Cyclical and defensive stocks are categories used to classify companies based on how their business performance and share prices react to economic conditions. Understanding the difference helps investors build a balanced and resilient equity portfolio.
Cyclical Stocks
Cyclical stocks rise and fall in line with the economy. When economic conditions are strong, these companies grow faster. During slowdowns or recessions, their performance typically weakens.
Characteristics of Cyclical Stocks
- Highly sensitive to economic cycles
- Strong growth during booms, weak during downturns
- More volatile and higher risk
- Ideal for investors with a higher risk appetite
Common Cyclical Sectors in India
- Automobiles
- Banking & Financials
- Real Estate & Construction
- Metals & Mining
- Consumer Discretionary (luxury goods, travel, hospitality)

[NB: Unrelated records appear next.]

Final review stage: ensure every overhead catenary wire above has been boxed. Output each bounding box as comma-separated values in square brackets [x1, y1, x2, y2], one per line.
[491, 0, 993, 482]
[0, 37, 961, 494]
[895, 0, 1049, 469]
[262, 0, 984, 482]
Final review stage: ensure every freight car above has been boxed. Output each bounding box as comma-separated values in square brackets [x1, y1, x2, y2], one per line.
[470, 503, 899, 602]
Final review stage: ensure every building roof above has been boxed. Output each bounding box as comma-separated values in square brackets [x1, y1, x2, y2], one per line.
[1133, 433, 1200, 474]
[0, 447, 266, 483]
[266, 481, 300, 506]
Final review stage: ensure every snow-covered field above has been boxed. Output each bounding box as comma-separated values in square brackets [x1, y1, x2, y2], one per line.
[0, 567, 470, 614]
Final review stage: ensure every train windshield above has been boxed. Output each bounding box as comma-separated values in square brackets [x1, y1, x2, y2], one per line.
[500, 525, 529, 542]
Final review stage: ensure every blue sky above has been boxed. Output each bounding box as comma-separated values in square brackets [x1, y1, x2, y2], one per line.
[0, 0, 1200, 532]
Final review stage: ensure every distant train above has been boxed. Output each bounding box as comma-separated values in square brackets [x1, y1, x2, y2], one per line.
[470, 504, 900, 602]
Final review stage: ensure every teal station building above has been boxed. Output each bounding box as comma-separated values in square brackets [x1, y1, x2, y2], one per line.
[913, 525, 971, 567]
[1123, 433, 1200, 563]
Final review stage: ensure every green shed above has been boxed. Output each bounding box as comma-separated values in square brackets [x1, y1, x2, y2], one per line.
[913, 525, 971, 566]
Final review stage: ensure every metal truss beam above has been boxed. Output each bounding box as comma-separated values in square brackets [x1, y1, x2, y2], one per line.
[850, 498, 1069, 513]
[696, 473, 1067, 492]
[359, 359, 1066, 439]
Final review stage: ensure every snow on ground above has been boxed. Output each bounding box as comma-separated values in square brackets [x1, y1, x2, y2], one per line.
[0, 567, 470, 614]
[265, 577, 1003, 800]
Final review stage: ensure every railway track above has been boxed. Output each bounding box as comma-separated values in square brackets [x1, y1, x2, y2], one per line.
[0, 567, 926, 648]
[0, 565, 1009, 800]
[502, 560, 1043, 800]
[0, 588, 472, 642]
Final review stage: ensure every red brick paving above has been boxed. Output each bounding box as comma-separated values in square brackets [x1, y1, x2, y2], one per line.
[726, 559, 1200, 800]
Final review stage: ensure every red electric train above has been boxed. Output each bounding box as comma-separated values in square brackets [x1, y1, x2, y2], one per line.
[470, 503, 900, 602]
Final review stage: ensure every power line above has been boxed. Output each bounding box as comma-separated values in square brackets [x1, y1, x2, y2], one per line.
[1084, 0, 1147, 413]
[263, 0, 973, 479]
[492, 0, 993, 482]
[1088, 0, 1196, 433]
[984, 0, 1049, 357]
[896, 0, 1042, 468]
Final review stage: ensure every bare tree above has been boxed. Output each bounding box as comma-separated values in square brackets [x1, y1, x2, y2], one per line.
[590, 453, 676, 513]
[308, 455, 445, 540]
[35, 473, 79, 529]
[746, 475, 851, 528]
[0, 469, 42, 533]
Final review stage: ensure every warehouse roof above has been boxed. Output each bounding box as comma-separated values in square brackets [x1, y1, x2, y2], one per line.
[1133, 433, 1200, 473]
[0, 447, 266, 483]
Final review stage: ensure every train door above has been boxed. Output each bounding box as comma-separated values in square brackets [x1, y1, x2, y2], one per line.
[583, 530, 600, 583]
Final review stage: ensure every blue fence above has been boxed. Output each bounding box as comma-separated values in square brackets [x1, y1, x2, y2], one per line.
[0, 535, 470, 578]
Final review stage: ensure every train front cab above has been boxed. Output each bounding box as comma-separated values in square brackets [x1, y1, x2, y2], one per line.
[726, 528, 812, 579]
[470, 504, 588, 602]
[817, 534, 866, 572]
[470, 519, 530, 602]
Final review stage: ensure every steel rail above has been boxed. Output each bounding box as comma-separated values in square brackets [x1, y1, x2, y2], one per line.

- Capital Goods & Infrastructure
Who Should Invest?
Investors who can tolerate volatility and have a long-term horizon.
Defensive Stocks
Defensive stocks remain relatively stable regardless of economic ups and downs. These companies offer essential products and services that people use even during tough times.
Characteristics of Defensive Stocks
- Lower volatility
- More stable earnings
- Offer protection during market downturns
- Suitable for conservative and long-term investors
Common Defensive Sectors in India
- FMCG (Fast-Moving Consumer Goods)
- Pharmaceuticals & Healthcare
- Utilities (Power, Gas, Water)
- Consumer Staples
Who Should Invest?
Investors looking for stability, lower risk, and steady returns.